Ser mau não é pra quem quer. é pra quem pode: considerações sobre tratamento jurídico despendido à violência sexual contra crianças e adolescentes

O artigo aborda a complexa relação entre o tratamento jurídico da violência sexual contra crianças e adolescentes e as implicações sociais e psicológicas desse fenômeno. A autora, Maíra Marchi Gomes, critica a visão tradicional que equipara responsabilização à criminalização, destacando a seletividade do sistema penal e defendendo a necessidade de uma abordagem holística que priorize a proteção dos direitos das vítimas e respeite a dignidade do agressor. Além disso, o texto explora como a psi...

Maíra Marchi Gomes
14 mar. 2015 18 acessos
Ser mau não é pra quem quer. é pra quem pode: considerações sobre tratamento jurídico despendido à violência sexual contra crianças e adolescentes
Publicado no Empório do Direito
Resumo do artigo

O artigo aborda a problemática da violência sexual contra crianças e adolescentes, destacando a importância da Lei 11.340 no contexto da violência intrafamiliar, que acomete predominantemente mulheres.
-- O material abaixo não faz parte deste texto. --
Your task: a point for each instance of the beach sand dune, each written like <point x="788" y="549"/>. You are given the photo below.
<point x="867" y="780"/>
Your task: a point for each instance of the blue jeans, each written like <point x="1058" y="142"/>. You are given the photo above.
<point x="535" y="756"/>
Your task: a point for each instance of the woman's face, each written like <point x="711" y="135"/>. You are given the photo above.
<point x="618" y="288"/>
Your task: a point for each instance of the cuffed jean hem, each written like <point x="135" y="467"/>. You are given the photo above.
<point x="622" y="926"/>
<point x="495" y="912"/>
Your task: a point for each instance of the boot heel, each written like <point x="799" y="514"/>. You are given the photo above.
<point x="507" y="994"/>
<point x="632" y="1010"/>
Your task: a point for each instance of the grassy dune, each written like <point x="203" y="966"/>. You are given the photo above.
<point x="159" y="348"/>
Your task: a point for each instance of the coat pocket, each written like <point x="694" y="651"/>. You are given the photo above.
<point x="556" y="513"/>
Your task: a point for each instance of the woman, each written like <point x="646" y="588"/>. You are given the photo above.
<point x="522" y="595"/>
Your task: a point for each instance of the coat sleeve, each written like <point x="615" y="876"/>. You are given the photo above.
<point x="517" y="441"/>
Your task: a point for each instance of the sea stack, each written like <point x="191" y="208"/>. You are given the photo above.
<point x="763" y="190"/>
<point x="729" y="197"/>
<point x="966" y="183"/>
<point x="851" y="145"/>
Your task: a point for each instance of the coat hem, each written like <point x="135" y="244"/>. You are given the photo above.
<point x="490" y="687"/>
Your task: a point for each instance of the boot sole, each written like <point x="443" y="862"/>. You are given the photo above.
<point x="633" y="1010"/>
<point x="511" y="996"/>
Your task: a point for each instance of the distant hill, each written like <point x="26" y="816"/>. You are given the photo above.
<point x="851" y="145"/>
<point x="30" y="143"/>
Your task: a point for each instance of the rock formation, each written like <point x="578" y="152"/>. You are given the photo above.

Discute a prioridade atribuída a crianças e adolescentes pelo Estatuto da Criança e do Adolescente (ECA) e a relevância do debate sobre a eficácia das respostas jurídicas frente a essas vítimas. O texto menciona a análise de NOGUEIRA NETO que critica a tendência da criminalização como a única forma de resposta estatal, evidenciando a ideia de que a responsabilização não se limita à penalização. Explora a concepção de que a impunidade é fruto de uma seletividade ideológica e perversa do sistema penal, que age de maneira discriminatória com base em estereótipos sociais. Aborda ainda as características estruturais desse sistema penal, como a criação de condições para a reincidência e a corrupção institucional.

O autor sugere que uma abordagem que compreeenda a punição sem demonizar o agressor, respeitando sua dignidade humana, poderia ser mais eficaz. Refere-se também à psicanálise como um campo que poderia contribuir para o entendimento do crime e a busca de soluções alternativas às respostas penais tradicionais, além de enfatizar a necessidade de um diálogo mais amplo entre o direito penal e a psicologia, visando uma proteção integral das vítimas.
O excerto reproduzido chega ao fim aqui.